I've tested the mpirun command can be run correctly in command line.

$ qconf -sp mpi-fu
pe_name mpi-fu
slots 8
user_lists NONE
xuser_lists NONE
start_proc_args /opt/sge/mpi/ -catch_rsh $pe_hostfile
stop_proc_args /opt/sge/mpi/
allocation_rule $fill_up
control_slaves TRUE
job_is_first_task FALSE
urgency_slots min
accounting_summary TRUE

I've checked the $TMPDIR/machines after submit, it was correct.

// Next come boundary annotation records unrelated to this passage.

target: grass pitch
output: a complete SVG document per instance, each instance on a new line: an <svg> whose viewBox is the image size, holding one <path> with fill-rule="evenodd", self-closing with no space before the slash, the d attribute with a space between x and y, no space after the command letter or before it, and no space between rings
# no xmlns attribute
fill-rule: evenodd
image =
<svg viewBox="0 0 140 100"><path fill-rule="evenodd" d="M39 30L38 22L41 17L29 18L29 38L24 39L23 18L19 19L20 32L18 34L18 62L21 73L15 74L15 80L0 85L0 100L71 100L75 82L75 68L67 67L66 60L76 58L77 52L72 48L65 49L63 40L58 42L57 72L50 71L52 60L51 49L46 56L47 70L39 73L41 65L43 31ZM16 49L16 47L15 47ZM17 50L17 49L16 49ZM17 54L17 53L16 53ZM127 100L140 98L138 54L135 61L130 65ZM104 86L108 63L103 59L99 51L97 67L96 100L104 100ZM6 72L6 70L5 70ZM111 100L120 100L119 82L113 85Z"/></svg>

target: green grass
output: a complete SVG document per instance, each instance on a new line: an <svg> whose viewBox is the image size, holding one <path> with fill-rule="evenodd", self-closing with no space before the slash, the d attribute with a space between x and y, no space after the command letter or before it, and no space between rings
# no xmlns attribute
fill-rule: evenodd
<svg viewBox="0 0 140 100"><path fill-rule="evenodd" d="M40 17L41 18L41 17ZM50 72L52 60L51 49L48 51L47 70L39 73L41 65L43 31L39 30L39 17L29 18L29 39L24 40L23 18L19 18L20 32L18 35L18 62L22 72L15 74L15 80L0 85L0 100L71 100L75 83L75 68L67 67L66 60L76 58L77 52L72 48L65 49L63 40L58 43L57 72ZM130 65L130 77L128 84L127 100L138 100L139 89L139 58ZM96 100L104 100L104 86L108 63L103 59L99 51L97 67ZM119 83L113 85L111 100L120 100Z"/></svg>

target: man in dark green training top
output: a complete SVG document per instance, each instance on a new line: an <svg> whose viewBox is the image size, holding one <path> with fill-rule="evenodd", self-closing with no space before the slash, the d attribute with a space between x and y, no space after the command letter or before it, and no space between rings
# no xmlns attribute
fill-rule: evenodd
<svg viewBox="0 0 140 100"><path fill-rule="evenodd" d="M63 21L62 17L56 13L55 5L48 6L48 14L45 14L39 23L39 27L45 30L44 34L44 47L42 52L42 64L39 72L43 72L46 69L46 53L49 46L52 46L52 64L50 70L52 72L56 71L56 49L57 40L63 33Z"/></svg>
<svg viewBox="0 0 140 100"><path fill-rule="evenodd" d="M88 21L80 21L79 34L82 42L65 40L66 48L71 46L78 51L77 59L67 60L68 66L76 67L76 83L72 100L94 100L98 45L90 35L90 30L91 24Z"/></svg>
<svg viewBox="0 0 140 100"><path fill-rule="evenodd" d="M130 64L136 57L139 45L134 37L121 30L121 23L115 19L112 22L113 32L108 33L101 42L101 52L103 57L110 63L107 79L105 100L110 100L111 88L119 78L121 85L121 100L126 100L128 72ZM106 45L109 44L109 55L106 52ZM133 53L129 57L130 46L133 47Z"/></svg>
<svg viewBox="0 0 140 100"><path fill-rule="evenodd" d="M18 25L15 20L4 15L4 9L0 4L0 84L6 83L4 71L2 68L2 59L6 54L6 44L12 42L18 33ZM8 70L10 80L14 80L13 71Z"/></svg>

However, I found that if I explicitly specify the "-machinefile
$TMPDIR/machines", all 8 mpi processes were spawned within a single node,
i.e. node0002.

However, if I omit "-machinefile $TMPDIR/machines" in the line mpirun, i.e.
/opt/openmpi-gcc/bin/mpirun -v -np $NSLOTS ./bin/goto-openmpi-gcc/xhpl

The mpi processes can start correctly, 4 processes in node0001 and 4
processes in node0002.

Is this normal behaviour of Open MPI?

Also, I wondered if I have IB interface, for example, the hostname of IB
become node0001-clust and node0002-clust, will Open MPI automatically use
the IB interface?

How about if I have 2 IB ports in each node, which IB bonding was done, will
Open MPI automatically benefit from the double bandwidth?

Thanks a lot.

Best Regards,